I've been wrestling with this for a couple of days now, despite a lot of searching. I've come across a number of similar problems, but I've not been able to make any of the solutions work for me.
Here's my starting dataframe:
data = {
"account_id": ["1001", "1001", "1002", "1002", "1002", "1002", "1002", "1003", "1003", "1003"],
"data_type": ["initial_balance", "payment", "payment", "initial_balance", "payment", "payment", "payment", "payment", "initial_balance", "payment"],
"transaction_date": ["2022-04-01", "2022-04-14", "2022-03-01", "2022-04-02", "2022-04-13", "2022-05-01", "2022-05-03", "2022-03-13", "2022-04-10", "2022-04-20"],
"amount": [100, -20, -30, 200, -20, -20, -20, -10, 150, -50],}
Which, once in Pandas becomes:
I'm looking to group by account_id
and remove any entry before the entry with data_type
= "initial_balance". Once I've got this, I can then cumsum
over the remaining group rows to get to the current balance. So the desired outcome (including the cumsum
"account_balance" column) is:
Desired result including the cumsum
"account_balance" column
I've tried the following:
df.groupby("account_id").filter(lambda x:x["transaction_date"]>=x[x["data_type"]=="initial_balance"]["transaction_date"])
but this just produces the error: ValueError: Can only compare identically-labelled Series objects
I hope I've provided enough information for someone to help. Thanks very much in advance for your help.
CodePudding user response:
You can groupby account_id
and filter rows before the first initial_balance
then cumsum()
on amount
column
out = df.groupby('account_id').apply(lambda g: g[g['data_type'].eq('initial_balance').cumsum().eq(1)]).reset_index(drop=True)
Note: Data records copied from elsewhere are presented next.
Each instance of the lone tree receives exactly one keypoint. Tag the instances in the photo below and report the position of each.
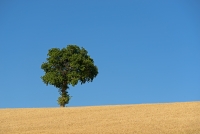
(68, 66)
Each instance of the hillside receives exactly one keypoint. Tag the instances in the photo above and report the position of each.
(169, 118)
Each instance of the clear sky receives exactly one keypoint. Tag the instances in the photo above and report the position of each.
(146, 51)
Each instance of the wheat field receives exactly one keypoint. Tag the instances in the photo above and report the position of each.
(169, 118)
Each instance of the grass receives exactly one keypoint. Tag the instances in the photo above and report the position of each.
(170, 118)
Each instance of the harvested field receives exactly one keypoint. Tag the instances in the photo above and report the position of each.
(169, 118)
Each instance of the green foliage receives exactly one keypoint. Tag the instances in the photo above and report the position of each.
(68, 66)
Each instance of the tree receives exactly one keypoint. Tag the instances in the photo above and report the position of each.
(68, 66)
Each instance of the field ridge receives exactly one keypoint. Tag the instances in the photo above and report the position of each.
(160, 118)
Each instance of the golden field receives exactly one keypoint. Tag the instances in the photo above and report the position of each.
(169, 118)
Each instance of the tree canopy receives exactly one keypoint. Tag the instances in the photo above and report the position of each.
(68, 66)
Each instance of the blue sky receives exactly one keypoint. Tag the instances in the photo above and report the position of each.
(146, 51)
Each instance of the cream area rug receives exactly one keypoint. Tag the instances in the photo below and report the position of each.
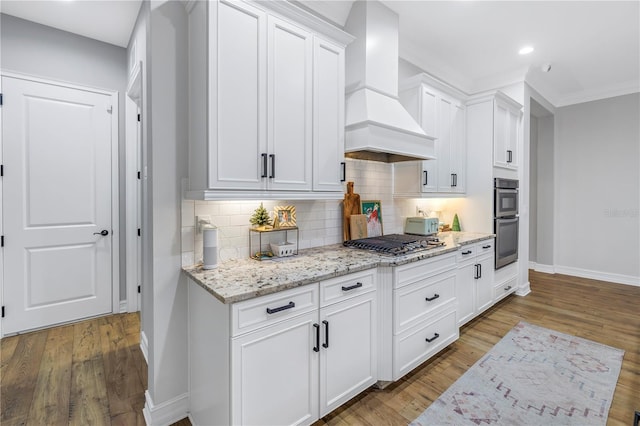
(533, 376)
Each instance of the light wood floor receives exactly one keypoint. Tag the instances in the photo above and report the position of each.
(93, 372)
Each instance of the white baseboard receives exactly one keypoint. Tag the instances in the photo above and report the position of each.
(165, 413)
(547, 269)
(598, 275)
(144, 346)
(524, 289)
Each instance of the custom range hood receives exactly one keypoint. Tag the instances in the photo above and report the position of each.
(377, 127)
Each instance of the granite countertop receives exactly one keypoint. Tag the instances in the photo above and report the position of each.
(236, 280)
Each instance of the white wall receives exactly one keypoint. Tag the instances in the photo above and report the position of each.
(41, 51)
(166, 158)
(597, 189)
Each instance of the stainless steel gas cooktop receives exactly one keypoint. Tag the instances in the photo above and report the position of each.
(396, 244)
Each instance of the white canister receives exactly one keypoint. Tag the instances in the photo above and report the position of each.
(210, 247)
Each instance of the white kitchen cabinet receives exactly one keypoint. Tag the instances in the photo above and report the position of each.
(328, 120)
(348, 360)
(423, 312)
(506, 281)
(271, 123)
(506, 127)
(274, 374)
(440, 110)
(284, 358)
(289, 106)
(474, 279)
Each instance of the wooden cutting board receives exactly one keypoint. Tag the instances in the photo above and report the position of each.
(358, 226)
(350, 205)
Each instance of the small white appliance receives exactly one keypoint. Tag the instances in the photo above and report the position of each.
(209, 247)
(421, 225)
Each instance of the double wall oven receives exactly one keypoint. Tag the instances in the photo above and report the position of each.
(505, 221)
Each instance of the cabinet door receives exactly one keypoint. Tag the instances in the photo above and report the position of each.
(465, 293)
(328, 116)
(348, 363)
(505, 137)
(274, 373)
(484, 284)
(458, 147)
(443, 145)
(513, 132)
(289, 117)
(237, 96)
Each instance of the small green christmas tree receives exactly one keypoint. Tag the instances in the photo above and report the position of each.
(456, 223)
(260, 217)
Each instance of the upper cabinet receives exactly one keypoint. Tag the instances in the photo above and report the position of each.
(440, 110)
(507, 117)
(271, 122)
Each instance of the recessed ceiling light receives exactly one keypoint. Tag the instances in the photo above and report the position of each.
(525, 50)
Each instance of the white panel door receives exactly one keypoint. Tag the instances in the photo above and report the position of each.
(274, 373)
(328, 112)
(289, 114)
(238, 89)
(348, 364)
(57, 201)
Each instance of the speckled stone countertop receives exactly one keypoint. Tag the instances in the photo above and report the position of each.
(236, 280)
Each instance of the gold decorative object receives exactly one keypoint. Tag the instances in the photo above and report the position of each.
(286, 216)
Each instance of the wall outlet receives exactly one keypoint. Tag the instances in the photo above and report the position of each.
(202, 220)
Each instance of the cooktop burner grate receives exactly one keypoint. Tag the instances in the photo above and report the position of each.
(395, 244)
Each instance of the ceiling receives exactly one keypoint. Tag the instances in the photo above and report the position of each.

out['amount'] = out.groupby('account_id')['amount'].cumsum()
print(out)
account_id data_type transaction_date amount
0 1001 initial_balance 2022-04-01 100
1 1001 payment 2022-04-14 80
2 1002 initial_balance 2022-04-02 200
3 1002 payment 2022-04-13 180
4 1002 payment 2022-05-01 160
5 1002 payment 2022-05-03 140
6 1003 initial_balance 2022-04-10 150
7 1003 payment 2022-04-20 100
CodePudding user response:
This does the job.
grouped_df = df.groupby("account_id")
groups = []
for group in df["account_id"].unique():
group_df = grouped_df.get_group(group)
group_df = group_df.loc[group_df[group_df["data_type"] == "initial_balance"].index[0]:, :]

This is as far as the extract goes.